Defensins generally possess antibacterial abilities against a broad spectrum of bacteria. The defensin from manila clam showed relatively good antibacterial functions against Vibrio [28]; the trx-Defensin from cod has obvious antibacterial functions against Aeromonas hydrophila and the recombinant Defb displayed antibacterial activity against Planococcus citreus and Micrococcus luteus, respectively [33]. In this study, the antimicrobial function of rfBD against bacteria was evaluated. The purified rfBD–Trx fusion protein did not exhibit significant antibacterial activity. When the Trx tag carried by the rfBD was cleaved, its antibacterial activity resumed. rfBD peptides have displayed antibacterial activity against S. aureus, M. luteus, E. coli, V. alginolyticus and V. anguillarum similar to other defensins [36,37]. Strikingly, we found higher antimicrobial activity of rfBD for Gram-negative bacteria, similar to other antibacterial peptides such as mytichitin-A and gallerimycin from invertebrates [36,37].
ETs had been described both in vertebrate and invertebrate, and their components mainly include DNA, histones, elastase, myeloperoxidase and lactoferrin, which modulate the immune response [23,24,38,39]. In fish, it was found that CsH2B, CsH4, CsEla1 and CsEla2 were localized in ETs and played a role in the antibacterial activity [32]. In this study, we aimed to find out whether fBD, which has strong antibacterial activity, was present on ETs and exerted its antibacterial function. After the ETs were blocked by antibodies against rfBD, S. aureus and E. coli proliferation tended to increase in comparison with that in the control group, yet no significant variation was caused by experimental conditions. This was for the first time revealed that fBD was located in the extracellular traps in teleosts and contributed to the bacterial inhibition effect.
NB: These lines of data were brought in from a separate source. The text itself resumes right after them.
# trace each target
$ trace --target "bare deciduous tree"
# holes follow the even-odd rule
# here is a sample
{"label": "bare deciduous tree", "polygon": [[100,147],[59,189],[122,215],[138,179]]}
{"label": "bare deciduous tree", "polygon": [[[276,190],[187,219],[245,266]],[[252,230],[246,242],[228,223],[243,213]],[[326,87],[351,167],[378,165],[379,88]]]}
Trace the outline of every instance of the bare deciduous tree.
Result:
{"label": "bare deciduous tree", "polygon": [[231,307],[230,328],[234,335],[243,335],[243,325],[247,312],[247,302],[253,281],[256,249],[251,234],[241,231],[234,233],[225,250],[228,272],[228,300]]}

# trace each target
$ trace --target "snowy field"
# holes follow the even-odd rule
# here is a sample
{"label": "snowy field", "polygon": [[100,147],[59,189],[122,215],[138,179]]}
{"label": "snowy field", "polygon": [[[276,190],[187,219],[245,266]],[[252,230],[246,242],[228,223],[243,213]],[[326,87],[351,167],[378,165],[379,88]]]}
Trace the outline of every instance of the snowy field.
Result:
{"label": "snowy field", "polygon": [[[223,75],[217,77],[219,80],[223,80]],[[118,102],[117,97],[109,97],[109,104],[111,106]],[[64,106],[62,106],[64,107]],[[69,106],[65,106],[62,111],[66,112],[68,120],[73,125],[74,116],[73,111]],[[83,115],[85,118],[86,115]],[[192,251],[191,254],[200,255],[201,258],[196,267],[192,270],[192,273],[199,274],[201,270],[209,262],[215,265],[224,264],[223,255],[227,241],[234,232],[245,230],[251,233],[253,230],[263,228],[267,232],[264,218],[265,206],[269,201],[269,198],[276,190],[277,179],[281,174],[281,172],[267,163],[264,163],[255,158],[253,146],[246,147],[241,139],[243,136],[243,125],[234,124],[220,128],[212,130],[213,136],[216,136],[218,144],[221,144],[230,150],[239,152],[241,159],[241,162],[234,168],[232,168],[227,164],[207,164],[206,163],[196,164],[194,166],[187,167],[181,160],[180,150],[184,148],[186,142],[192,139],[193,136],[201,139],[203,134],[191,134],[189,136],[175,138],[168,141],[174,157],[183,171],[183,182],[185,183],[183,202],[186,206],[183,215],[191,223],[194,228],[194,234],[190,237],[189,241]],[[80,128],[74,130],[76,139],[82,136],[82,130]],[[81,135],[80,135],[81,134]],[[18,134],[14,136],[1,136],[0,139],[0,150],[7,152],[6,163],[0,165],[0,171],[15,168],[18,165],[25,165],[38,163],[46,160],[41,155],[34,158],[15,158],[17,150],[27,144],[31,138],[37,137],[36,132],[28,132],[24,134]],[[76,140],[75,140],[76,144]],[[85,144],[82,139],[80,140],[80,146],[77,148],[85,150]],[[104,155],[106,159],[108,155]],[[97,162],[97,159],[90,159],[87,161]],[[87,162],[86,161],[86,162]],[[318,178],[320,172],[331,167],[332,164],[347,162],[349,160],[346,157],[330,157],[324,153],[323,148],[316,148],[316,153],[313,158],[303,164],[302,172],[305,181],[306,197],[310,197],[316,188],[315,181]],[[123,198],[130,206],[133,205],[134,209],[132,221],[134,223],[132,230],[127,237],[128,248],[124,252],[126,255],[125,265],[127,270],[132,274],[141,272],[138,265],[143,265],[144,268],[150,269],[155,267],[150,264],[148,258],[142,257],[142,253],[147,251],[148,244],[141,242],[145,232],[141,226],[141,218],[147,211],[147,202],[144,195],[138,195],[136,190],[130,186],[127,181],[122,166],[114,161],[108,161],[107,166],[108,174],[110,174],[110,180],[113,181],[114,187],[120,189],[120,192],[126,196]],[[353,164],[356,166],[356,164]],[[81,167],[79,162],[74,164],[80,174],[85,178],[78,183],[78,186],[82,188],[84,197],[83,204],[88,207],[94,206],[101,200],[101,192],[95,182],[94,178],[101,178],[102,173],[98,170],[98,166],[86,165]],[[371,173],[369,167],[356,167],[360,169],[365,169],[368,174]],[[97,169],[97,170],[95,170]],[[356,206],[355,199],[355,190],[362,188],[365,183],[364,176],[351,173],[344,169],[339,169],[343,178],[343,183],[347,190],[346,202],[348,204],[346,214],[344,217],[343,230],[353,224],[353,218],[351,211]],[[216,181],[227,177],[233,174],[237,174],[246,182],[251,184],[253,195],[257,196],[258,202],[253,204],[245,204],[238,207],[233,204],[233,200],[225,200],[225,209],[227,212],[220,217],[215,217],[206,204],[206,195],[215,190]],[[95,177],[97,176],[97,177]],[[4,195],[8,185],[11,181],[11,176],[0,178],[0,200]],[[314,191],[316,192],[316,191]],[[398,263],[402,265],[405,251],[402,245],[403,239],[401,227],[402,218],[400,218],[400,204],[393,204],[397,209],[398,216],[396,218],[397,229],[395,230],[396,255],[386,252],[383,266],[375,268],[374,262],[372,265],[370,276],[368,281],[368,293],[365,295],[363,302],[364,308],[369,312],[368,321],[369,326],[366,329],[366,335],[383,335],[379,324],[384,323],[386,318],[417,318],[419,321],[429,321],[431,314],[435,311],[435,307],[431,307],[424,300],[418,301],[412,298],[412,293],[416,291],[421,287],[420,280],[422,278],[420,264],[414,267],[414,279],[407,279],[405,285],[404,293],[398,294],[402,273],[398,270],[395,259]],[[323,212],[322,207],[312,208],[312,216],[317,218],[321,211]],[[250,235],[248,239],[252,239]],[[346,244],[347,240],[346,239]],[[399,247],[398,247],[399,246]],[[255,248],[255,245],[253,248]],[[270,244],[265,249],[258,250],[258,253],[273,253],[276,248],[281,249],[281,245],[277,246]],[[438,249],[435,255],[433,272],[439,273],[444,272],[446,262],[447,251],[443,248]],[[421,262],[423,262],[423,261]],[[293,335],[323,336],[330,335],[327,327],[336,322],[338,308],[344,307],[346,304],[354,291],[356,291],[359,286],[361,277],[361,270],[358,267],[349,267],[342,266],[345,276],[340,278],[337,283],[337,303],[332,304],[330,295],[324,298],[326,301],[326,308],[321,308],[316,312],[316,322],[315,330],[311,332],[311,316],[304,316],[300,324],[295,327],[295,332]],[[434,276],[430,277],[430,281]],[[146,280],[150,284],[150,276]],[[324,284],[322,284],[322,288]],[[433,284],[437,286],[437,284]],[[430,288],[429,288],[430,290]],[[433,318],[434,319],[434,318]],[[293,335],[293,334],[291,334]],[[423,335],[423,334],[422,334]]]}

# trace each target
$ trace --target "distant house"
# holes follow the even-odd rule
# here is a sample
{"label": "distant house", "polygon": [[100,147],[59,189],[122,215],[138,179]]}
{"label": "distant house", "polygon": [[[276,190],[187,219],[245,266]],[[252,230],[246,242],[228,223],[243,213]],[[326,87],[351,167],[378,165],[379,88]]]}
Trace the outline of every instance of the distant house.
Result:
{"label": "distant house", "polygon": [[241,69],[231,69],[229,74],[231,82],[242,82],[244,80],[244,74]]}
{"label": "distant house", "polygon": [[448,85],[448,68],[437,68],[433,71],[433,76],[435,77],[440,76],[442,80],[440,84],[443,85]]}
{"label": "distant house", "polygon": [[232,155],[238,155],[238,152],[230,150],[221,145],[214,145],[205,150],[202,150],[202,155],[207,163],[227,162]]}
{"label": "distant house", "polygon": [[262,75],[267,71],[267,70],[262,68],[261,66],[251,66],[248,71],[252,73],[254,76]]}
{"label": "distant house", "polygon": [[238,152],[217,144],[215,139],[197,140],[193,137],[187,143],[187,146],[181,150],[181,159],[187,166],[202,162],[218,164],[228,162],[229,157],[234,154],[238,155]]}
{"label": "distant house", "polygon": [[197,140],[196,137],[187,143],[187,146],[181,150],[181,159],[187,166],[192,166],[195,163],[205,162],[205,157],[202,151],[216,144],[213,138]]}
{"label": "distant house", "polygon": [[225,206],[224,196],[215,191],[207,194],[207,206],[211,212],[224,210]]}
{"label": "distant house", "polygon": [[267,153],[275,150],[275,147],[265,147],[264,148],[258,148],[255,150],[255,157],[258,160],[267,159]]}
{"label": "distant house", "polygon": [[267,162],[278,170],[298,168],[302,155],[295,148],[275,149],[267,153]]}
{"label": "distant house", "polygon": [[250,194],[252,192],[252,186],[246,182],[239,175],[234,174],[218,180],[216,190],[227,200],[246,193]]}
In mammals, β-defensins are presented at higher concentrations in inflammatory sites and have structures similar to chemokines, suggesting that they might be similar in function [40]. Admittedly, studies have revealed that some overlaps in function between chemokines and defensins in several mammalian and fish species [41,42], such as in seabream, where head kidney leucocytes exhibited chemotactic activity toward supernatants containing β-defensin [20], or in Megalobrama amblycephala, where β-defensin can recruit leukocytes. In our study, the rfBD could significantly chemoattract leukocytes from the spleen and head kidney in vitro. In addition, the chemotactic capacity of rfBD for leukocytes from head kidney was higher than that of the leukocytes from the spleen. The reasoning from these results is that there are more phagocytes such as neutrophils and macrophages in head kidney involved in innate immunity, which are easily chemotactic due to chemokines. Some previous studies have demonstrated that α-defensins are known stimulants to modulate phagocytosis [16], In fish, cod Defb increased the phagocytic activity of head kidney leucocytes by over 60%; Manila clam rRpdef1α significantly enhanced the phagocytosis of hemocytes [28]. Notably, rfBD significantly increased phagocytic activity of leukocytes from head kidney and spleen. These results indicated that defensins can act as a bridge between innate and adaptive immunity by chemotaxizing leukocytes and modulating phagocytosis.
5. Conclusions
β-Defensin in flounder is an anionic antimicrobial peptide that is localized in the cytoplasm of activated peritoneal cells and on extracellular traps. rfBD could effectively inhibit the growth of Gram-negative and Gram-positive bacteria and could significantly chemoattract leukocytes from the spleen and head kidney in vitro. Moreover, the phagocytosis ability of leukocytes from the head kidney and spleen could be significantly enhanced after incubation with rfBD. The study provides new insights concerning the biological function of anionic defensins on the antibiosis, chemotaxis and modulation of phagocytosis and served as one of the important effect factors in extracellular traps in teleost.
Supplementary Materials
The following are available online at https://www.mdpi.com/article/10.3390/biology10121247/s1, Table S1: The different concentrations of rfBD on antibacterial activity of S. aureus, M. luteus, E. coli, V. alginolyticus and V. anguillarum. Data represent mean ± S.D. (n = 3).
Author Contributions
Conceptualization, H.C. and W.Z.; methodology, X.H. and H.C.; software, X.H.; validation, X.H.; resources, H.C., X.T., J.X., X.S. and W.Z.; data curation, X.H.; writing—original draft preparation, X.H. and H.C.; writing—review and editing, H.C., X.T., J.X., X.S. and W.Z.; funding acquisition, H.C. and W.Z. All authors have read and agreed to the published version of the manuscript.
Funding
This research was jointly supported by the National Key Research and Development Program of China (2019YFD0900101 and 2019YFD0900102), the grant from the National Natural Science Foundation of China (31872594).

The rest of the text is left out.